A Koan

The innovateur was compelled to visit first the City of Clowns.  The clowns took the innovation from the innovateur. The clowns were not funny, and they were not helpful, and they were not innovative.  The innovateur watched smoke rise from a chimney.

Commentary

The visit may build character in the innovateur.  It may test the strength of the invention (if it can survive alone in the City of Clowns, it must be potent stuff!)

It is hard to say, however, that as a matter of national innovation policy it is a good thing to send all innovation first to the City of Clowns.   But in the bozonet, this makes perfect sense.   It is called a university IP Policy, and its purpose is to mandate administrative control over any innovation that looks like it might be money-making.   The innovateur has brought a gift.  It is nothing new to the clowns, though it may be prized by the innovateur.

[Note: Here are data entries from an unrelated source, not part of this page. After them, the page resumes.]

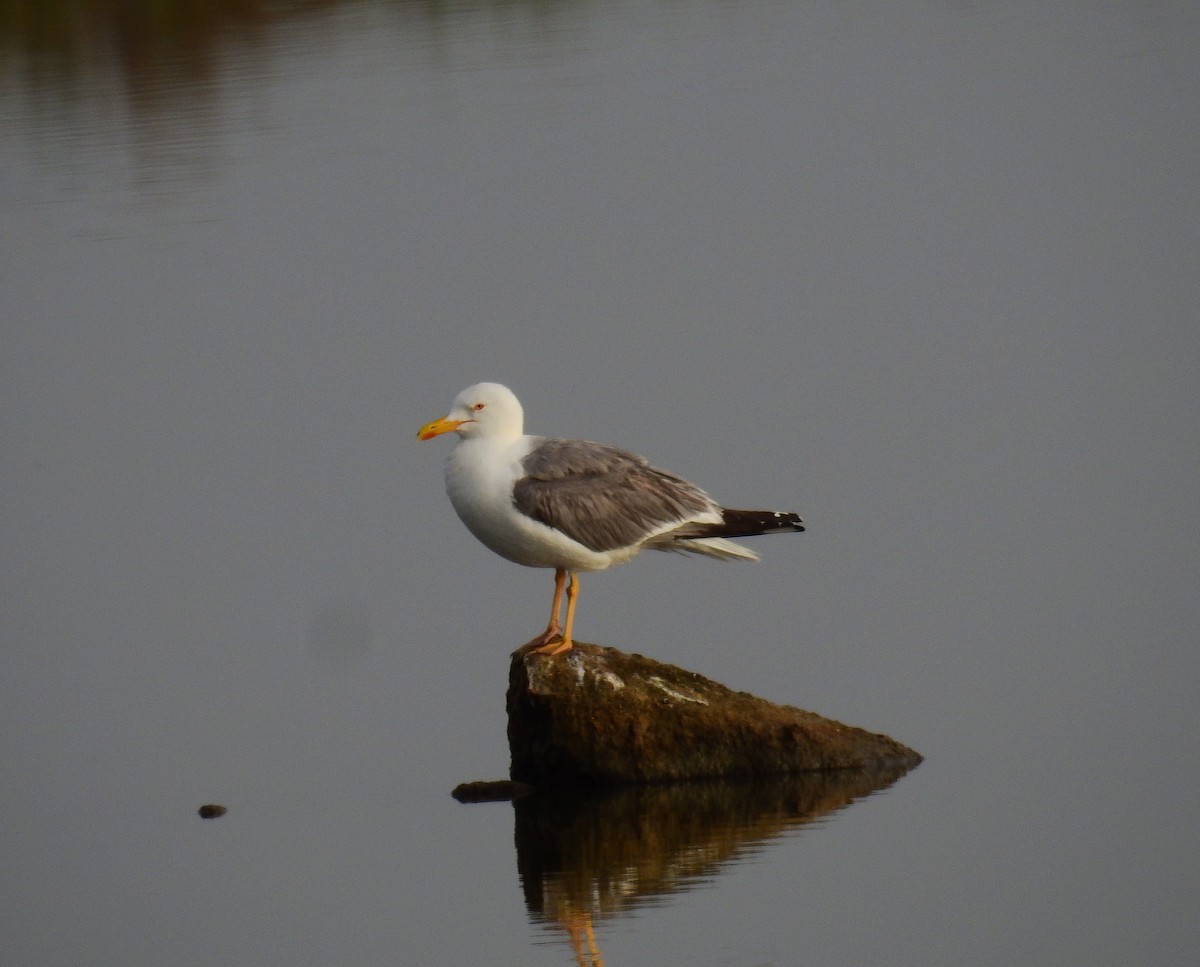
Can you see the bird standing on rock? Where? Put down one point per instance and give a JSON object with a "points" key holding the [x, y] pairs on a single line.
{"points": [[575, 505]]}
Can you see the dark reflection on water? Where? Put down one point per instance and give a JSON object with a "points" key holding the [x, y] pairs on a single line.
{"points": [[155, 52], [160, 79], [585, 858]]}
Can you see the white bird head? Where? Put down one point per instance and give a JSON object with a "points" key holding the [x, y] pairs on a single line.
{"points": [[486, 409]]}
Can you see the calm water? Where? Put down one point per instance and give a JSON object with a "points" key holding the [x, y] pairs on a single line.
{"points": [[925, 272]]}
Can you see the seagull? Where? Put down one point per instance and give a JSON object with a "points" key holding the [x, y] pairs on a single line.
{"points": [[576, 505]]}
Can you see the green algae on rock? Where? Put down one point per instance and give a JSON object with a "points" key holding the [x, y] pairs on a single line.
{"points": [[598, 716]]}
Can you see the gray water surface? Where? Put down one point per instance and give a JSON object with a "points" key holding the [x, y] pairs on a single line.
{"points": [[925, 272]]}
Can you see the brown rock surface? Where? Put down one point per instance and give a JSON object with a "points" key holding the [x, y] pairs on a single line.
{"points": [[600, 716]]}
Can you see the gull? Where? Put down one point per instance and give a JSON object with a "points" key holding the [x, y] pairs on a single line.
{"points": [[575, 505]]}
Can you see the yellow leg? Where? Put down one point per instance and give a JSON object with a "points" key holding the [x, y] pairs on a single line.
{"points": [[573, 593], [553, 646], [552, 632]]}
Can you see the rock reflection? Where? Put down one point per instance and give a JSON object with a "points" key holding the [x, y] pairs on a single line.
{"points": [[583, 858]]}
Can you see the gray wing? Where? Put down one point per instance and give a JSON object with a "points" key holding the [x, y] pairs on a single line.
{"points": [[600, 496]]}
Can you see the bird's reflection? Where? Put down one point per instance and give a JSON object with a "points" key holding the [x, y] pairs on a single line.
{"points": [[587, 857]]}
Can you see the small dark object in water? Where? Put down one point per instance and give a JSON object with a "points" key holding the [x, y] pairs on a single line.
{"points": [[498, 791]]}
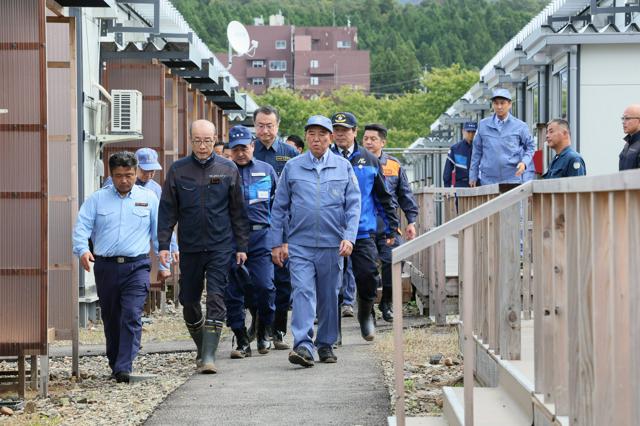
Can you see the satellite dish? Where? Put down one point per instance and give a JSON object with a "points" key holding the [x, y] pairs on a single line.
{"points": [[238, 37]]}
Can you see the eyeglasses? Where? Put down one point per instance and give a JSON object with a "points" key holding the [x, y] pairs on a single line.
{"points": [[202, 141]]}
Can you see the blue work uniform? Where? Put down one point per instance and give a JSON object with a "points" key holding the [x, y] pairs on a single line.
{"points": [[458, 162], [317, 202], [121, 228], [567, 163], [630, 154], [277, 156], [397, 184], [259, 184], [373, 196], [498, 147], [157, 189]]}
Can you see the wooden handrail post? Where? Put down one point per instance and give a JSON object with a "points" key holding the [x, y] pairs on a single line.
{"points": [[398, 342], [467, 317]]}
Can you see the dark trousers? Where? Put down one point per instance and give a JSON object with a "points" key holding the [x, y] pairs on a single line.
{"points": [[194, 268], [384, 254], [365, 268], [260, 292], [122, 289]]}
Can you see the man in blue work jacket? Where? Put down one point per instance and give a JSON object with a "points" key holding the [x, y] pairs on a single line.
{"points": [[121, 220], [259, 183], [147, 166], [374, 195], [272, 149], [317, 205], [203, 194], [567, 162], [503, 146], [459, 158], [395, 179]]}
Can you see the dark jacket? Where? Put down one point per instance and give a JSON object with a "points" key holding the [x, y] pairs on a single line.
{"points": [[206, 200], [630, 155], [372, 191]]}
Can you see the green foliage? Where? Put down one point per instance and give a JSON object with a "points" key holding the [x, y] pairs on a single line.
{"points": [[406, 116], [403, 39]]}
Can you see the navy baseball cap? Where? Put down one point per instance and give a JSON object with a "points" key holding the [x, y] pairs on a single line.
{"points": [[319, 120], [239, 135], [470, 126], [344, 119], [501, 93], [148, 159]]}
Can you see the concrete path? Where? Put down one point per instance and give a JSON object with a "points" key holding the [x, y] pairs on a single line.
{"points": [[268, 390]]}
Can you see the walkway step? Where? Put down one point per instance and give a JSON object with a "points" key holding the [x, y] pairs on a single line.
{"points": [[492, 407]]}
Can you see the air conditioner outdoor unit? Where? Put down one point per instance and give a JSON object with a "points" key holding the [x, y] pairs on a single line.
{"points": [[126, 111]]}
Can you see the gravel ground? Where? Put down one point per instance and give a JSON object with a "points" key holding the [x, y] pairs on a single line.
{"points": [[423, 381]]}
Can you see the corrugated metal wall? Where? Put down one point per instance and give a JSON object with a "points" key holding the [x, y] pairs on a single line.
{"points": [[63, 172], [23, 178]]}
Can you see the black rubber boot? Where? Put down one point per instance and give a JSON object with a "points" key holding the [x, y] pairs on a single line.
{"points": [[195, 330], [385, 304], [263, 337], [243, 349], [365, 318], [252, 328], [210, 339], [280, 329]]}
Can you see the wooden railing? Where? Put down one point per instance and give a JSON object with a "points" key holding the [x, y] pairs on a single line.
{"points": [[586, 294]]}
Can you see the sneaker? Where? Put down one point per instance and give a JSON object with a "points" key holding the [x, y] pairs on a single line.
{"points": [[278, 341], [301, 356], [347, 311], [326, 355]]}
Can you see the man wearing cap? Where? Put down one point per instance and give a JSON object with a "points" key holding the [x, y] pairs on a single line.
{"points": [[317, 205], [374, 195], [121, 220], [459, 158], [272, 149], [503, 146], [259, 184], [567, 162], [203, 194], [395, 178]]}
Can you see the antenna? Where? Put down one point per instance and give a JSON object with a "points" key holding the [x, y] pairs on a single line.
{"points": [[239, 41]]}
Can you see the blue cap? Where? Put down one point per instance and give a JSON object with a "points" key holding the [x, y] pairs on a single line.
{"points": [[344, 119], [501, 93], [470, 126], [148, 159], [319, 120], [239, 135]]}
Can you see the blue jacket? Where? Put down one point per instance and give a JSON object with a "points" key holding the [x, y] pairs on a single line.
{"points": [[276, 155], [497, 152], [320, 202], [567, 163], [458, 159], [373, 192], [397, 183], [258, 186]]}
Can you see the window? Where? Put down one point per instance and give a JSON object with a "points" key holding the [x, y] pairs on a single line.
{"points": [[277, 82], [277, 65]]}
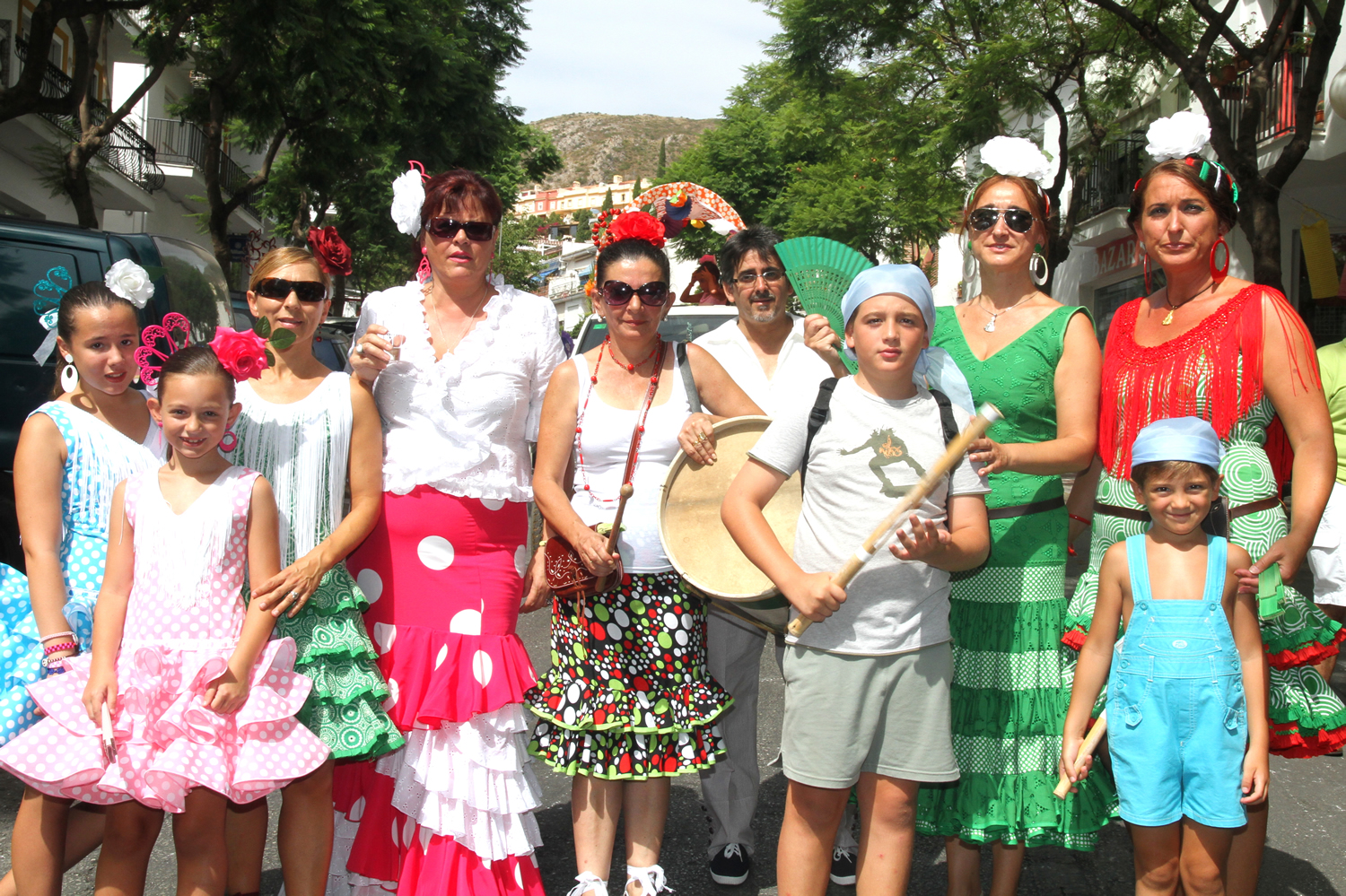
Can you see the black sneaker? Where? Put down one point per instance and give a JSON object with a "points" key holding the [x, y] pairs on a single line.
{"points": [[731, 866], [843, 866]]}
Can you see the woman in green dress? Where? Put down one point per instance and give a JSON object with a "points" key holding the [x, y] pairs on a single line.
{"points": [[311, 432], [1038, 362]]}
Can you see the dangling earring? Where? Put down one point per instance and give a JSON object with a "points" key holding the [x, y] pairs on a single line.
{"points": [[1036, 261], [69, 374], [1219, 274], [424, 274]]}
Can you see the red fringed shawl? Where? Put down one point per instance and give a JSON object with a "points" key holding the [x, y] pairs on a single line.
{"points": [[1141, 384]]}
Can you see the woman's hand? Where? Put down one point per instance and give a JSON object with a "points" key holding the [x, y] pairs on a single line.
{"points": [[697, 439], [992, 455], [226, 693], [592, 549], [536, 592], [101, 689], [293, 587], [815, 595], [371, 352]]}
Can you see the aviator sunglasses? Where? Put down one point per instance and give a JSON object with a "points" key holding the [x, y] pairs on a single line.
{"points": [[1018, 220], [651, 293], [280, 290], [449, 228]]}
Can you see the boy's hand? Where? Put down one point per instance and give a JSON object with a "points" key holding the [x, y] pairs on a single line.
{"points": [[1256, 778], [815, 595], [1069, 750], [925, 540], [226, 693]]}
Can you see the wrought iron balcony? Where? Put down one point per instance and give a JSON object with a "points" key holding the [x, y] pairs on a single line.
{"points": [[1112, 175], [183, 143], [124, 150]]}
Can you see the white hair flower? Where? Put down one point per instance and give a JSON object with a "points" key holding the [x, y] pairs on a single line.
{"points": [[1018, 158], [131, 282], [1184, 134], [408, 198]]}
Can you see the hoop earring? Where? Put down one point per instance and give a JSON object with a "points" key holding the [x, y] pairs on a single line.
{"points": [[1038, 260], [69, 376], [1219, 274]]}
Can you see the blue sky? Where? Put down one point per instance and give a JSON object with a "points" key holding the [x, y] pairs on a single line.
{"points": [[630, 57]]}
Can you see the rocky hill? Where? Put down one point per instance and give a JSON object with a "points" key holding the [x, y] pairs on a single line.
{"points": [[595, 145]]}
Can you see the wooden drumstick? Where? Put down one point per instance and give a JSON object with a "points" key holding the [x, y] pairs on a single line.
{"points": [[952, 455], [1087, 747]]}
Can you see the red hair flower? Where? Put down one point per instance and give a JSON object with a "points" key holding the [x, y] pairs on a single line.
{"points": [[242, 352], [330, 249], [635, 225]]}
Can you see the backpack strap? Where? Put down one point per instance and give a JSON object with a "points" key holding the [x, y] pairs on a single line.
{"points": [[817, 416], [694, 397], [947, 422]]}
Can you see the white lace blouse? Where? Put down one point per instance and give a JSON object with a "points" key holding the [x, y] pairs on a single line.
{"points": [[462, 424]]}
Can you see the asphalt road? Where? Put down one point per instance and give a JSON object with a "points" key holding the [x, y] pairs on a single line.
{"points": [[1305, 850]]}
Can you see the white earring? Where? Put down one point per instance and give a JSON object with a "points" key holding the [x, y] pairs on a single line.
{"points": [[69, 374]]}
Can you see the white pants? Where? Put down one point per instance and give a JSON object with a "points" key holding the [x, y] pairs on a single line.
{"points": [[1326, 557]]}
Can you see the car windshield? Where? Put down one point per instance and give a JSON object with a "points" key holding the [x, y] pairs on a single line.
{"points": [[680, 327]]}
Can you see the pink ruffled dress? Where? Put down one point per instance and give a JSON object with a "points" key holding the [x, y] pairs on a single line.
{"points": [[183, 621]]}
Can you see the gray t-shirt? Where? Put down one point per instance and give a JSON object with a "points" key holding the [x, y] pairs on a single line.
{"points": [[863, 459]]}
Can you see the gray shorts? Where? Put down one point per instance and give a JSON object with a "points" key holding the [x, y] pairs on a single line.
{"points": [[885, 715]]}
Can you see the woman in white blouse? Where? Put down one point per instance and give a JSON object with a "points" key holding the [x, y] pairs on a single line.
{"points": [[459, 366]]}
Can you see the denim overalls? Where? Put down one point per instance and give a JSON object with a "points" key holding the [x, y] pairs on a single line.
{"points": [[1176, 721]]}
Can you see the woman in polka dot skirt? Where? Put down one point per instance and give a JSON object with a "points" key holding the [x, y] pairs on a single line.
{"points": [[311, 431], [183, 702], [458, 366], [72, 452], [627, 702]]}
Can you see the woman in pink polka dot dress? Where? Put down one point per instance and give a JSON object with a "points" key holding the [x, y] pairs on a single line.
{"points": [[459, 366], [197, 701]]}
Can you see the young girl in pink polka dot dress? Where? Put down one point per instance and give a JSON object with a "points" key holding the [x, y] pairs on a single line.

We might note that there is a fine line between receiving something as a gift and taking something and calling it a gift.  Avarice remains avarice, even if it is “not about the money” and even if it is embedded in “institutional policy” and even if “geez, everybody does it”.

The smoke from the chimney does not represent anything.  It is smoke.  Watching it, in one’s mind’s eye, in the place of the innovateur, one thinks of all the things that must go on as usual, that nothing is particularly perturbed in the City of Clowns, and there must be some sense of irony or loss that the innovateur must work against to come to a realization.